No one in Jewish life today is greater than the (Torah) teacher; but it is the teacher who considers work as the greatest recommendation. He loves most that person who works for hizuk hayehaduth betaharathah, “the strengthening of Judaism in all its purity” — one who labors for the Torah with respect and reverence, aiming to make it function in life today.
Rabbi Schneersohn went on to speak of the rabbi in America. He believes the rabbi should be distinctive, should not be ashamed to wear his tsitsith, so that people passing by in the street would see them, and know that a representative of religion is in their midst. He thinks, also, that inventory should be taken and a record kept by the rabbi of the number of persons gained over to Sabbath observance, to taharath hamishpacha, to donning of tefilin, etc. He fears it is ignorance among rabbis which keeps them from being sufficiently outspoken of their Judaism.

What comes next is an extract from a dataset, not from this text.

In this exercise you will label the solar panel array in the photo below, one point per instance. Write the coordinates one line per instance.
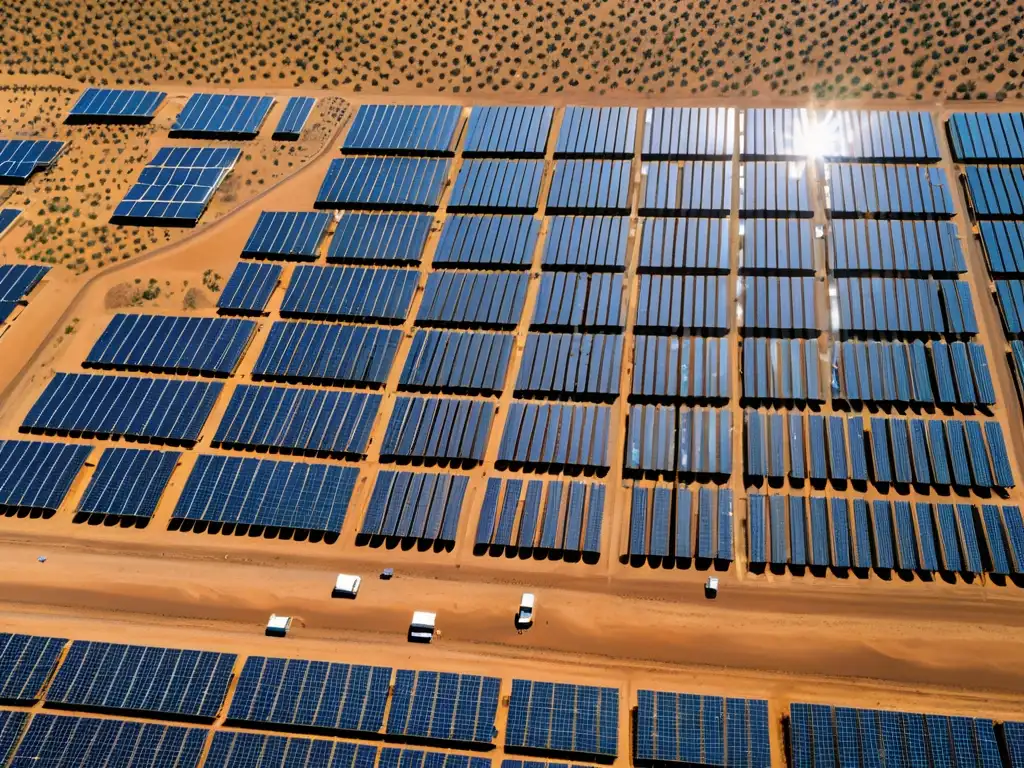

Rabbi Schneersohn thinks highly of the Young Israel movement and would like to see them receiving every support. His best sympathies, however, are with the religious program of the “Zeire Agudath Israel,” for the reason that the latter does not accept to membership anyone failing to observe the Sabbath, notwithstanding the rule in Young Israel forbidding the election to office of any member who is not a Sabbath observer. The highest pinnacle in Judaism is “dath,” life according to religious law. He will therefore cooperate with every movement, whether it be Mizrachi or Agudath Israel, to the extent that they occupy themselves with “Torah Umitsvoth” — Torah study and the observance of the religious law. He does not consider himself a leader in the political sense, but a worker in the ranks of Judaism.
It was a rare inspiration to meet this spiritual leader, to gain from his writings an idea of the depth with which he treats psychological questions, to note his suavity and simplicity, and to feel his love for all mankind. Rabbi Schneersohn is always ready to express gratitude for any service rendered, particularly to his people, as notably when received by President Hoover, to whom he expressed the appreciation of the Jew for the great freedom he enjoys in America and this nation’s high feel his love for all mankind.
This Thursday and Friday, the 12th and 13th of Tammuz, are Chag HaGeulah, which mark the 97th anniversary of the Frierdiker Rebbe’s release from prison.